How Painful Is a Conch Piercing?
Since it’s a cartilage piercing, the conch may look like it’s a little intense on the pain scale. It’s in a pretty thick part of your ear, and it’s located closer to the inside of your ear. Both of those things can make it a tricky piercing to execute.
But take a deep breath. The pain of this piercing is mostly comparable to other piercings like the helix or rook.
When I got my conch pierced, I was mostly distracted by the loud “crunch” sound. Because the needle passes through cartilage close to your ear canal, the noise of the piercing can be a little loud. But it just felt like a strong, sharp pinch.
Professional piercer Shawn Pierce says in the video below, “It really doesn’t hurt too bad.” We’ve believed more questionable things from the Internet. Speaking of, does anyone want to buy three gallons of apple cider vinegar?
The 16-gauge needle for this piercing is the same size as what a piercer would use for your daith, tragus, or most other parts of your ear. Meaning, they won’t be dragging out the medieval torture devices. But ultimately, you’ll have to judge the pain for yourself and every person has different pain tolerances.
How Long Will My Conch Piercing Take to Heal?

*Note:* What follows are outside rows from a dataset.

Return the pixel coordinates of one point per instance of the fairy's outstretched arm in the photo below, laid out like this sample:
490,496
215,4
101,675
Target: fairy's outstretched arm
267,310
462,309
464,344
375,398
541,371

Your cartilage is a bit of a diva. It’ll take longer to heal than a lobe piercing. But like Mariah Carey, your cartilage is high-maintenance because it knows that it’s fabulous.
With some tender loving care and some smart aftercare, your piercing should be fully healed in six months to a year. Which leads us to…
What’s Good Conch Piercing Aftercare?
We know that saltwater soaks and unscented soaps aren’t very glamorous. But beauty has its price. In this case, the price is time and repetition. Just think of it like scrolling through TikTok, but with fewer catchy songs and more pools of water on your counter.
Pierce says, “As far as aftercare, you’re going to wash it with a mild soap once a day. Get yourself a saltwater solution, and use that three times a day. For the first two weeks, do not sleep on that side – otherwise, it’ll swell up overnight.” That’s definitely not the kind of thing we like to see swelling up in bed.
And although you may love those new ear buds, avoid wearing them for the first several weeks after you’ve been pierced. They can contaminate your ear, and will also rub up against the new bling. Same goes for hats, and anything else that may hit your ear. Thank goodness no one actually talks on the phone anymore.
When Can I Change the Jewelry?
Keep your fingers to yourself. Unless you have chicken fingers – we missed lunch. We know you’ve been online shopping for some cute orbital hoops and studs, but perfection takes patience. Don’t spin your jewelry or swap it out until it’s fully healed. Give your conch at least six months before you try to change your look.
When you’re ready to try a new cartilage ring or labret, make sure you stick with materials like titanium, surgical steel, or high-quality gold jewelry. These tend to be less irritating and cause fewer bad skin reactions.
You may also want to ask your piercer to help change out the jewelry for you. Since it has such a particular placement, it may take a few tries to get the hang of changing out the jewelry.